Sneaker culture, whose disciplines bill themselves as sneakerheads, came to prominence in the USA in the 1980s. The movement coincided with the rise of hip-hop music and the Air Jordan brand, a collaboration between Nike and basketball legend Michael Jordan, and has been latterly embraced by the rest of world wholesale from 2010 onwards. These days, new sneaker styles are released in the real-world on a weekly basis, which keeps its GTA 5 contingent busy – with some single sneaker models hitting over 24,000 downloads, and some sneaker collection packs hitting upwards of 72,000.
Ze-Krush began crafting his own San Andreas-set projects in 2016, and is now one of the most prominent sneaker modders on the scene today. As an admin, he helps run a 2,100+ Discord server built exclusively for keen sneakerhead-meets-GTA modders, whose users share new ideas and open-source models, and make requests on particular shoes they’d love to see recreated in-game.
“Myself and a few friends started hitting the newest shoes and the most hyped drops, making them in 4K and making sure the details were crisp and as sharp as they could be,” explains Krush. “We own most of these shoes in real-life, so we wanted to do them proper justice in-game.
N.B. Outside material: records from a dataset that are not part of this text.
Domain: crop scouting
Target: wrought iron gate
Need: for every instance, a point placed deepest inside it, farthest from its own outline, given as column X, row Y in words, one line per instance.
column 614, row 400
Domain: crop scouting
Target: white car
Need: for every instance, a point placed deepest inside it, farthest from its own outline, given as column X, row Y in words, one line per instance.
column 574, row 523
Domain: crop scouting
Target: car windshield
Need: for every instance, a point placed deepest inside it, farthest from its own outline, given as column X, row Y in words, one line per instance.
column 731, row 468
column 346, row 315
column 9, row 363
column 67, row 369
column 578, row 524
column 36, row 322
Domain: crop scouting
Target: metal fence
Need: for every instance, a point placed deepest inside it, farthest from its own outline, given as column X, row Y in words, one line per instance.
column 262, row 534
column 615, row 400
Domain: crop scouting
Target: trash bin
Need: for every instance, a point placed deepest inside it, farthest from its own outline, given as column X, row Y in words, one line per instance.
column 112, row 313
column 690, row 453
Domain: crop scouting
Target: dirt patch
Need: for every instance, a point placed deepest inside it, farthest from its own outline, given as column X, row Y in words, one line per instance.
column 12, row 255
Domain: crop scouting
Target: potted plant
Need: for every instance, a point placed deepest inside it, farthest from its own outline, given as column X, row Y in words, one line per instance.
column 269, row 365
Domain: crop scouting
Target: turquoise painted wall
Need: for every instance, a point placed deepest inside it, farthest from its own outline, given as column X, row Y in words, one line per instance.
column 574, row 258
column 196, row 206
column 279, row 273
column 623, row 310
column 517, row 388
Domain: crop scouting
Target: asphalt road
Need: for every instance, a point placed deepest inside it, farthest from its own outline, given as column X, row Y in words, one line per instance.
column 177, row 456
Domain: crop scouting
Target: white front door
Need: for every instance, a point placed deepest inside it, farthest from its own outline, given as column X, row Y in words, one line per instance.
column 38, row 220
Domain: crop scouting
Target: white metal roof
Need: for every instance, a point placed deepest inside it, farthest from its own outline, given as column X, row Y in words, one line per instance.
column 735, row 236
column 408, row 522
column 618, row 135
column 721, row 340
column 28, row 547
“I’m a big Travis Scott fan, and I own a lot of his sneaker collaborations with Nike. To this end, I can look at the finer details on the real-life shoes, and am then in a better place to transfer those minor points to the in-game shoe using Photoshop.
“I’ve modded real-world clothes and shoes into GTA 5, I’ve checked out how they look on my in-game avatar, and then I’ve bought them in real-life. I once paid $600 for a pair of custom-made pants. I knew the creator and the guy that makes them – they usually retail for $3,000 – and while they were still being made, I actually made them in GTA and matched them with the sneakers and other clothes that I might want to wear them with when I eventually received them.
“It was pretty cool to eventually get them in real-life and start pairing them with what I’d already been wearing in GTA 5 for so long.”
For Krush, the fact that streetwear and sneaker culture fit seamlessly with GTA 5’s faux-Los Angeles cityscape only adds to the appeal of what he and his peers do, and while he’s eagerly modded his real-world wardrobe into Rockstar’s sprawling crime world, he’s also enjoyed the process in reverse.
As outlined above, sneakerhead culture can lighten your wallet, particularly when chasing re-sells, therefore it makes perfect sense to use GTA 5 as a sort-of interactive dressing room, where players can trial the latest trends in-game, before splashing their hard-earned cash on real-world garments.
“My friend Paris was working on a pair of Raf Simmons/Adidas collaboration Ozweegos for GTA 5, and while I hadn’t seen them on-foot in-person, I’d seen them on-foot in a number of images and photos online. I wasn’t too sure of them, to be honest, but then when he modded them into the game, I started to think about how they’d match up with different fits I had in real-life.
“I ended up picking myself up a pair, and they’re sitting right next to me now – I love them! I almost certainly wouldn’t have bought them had he not modded that model into the game.”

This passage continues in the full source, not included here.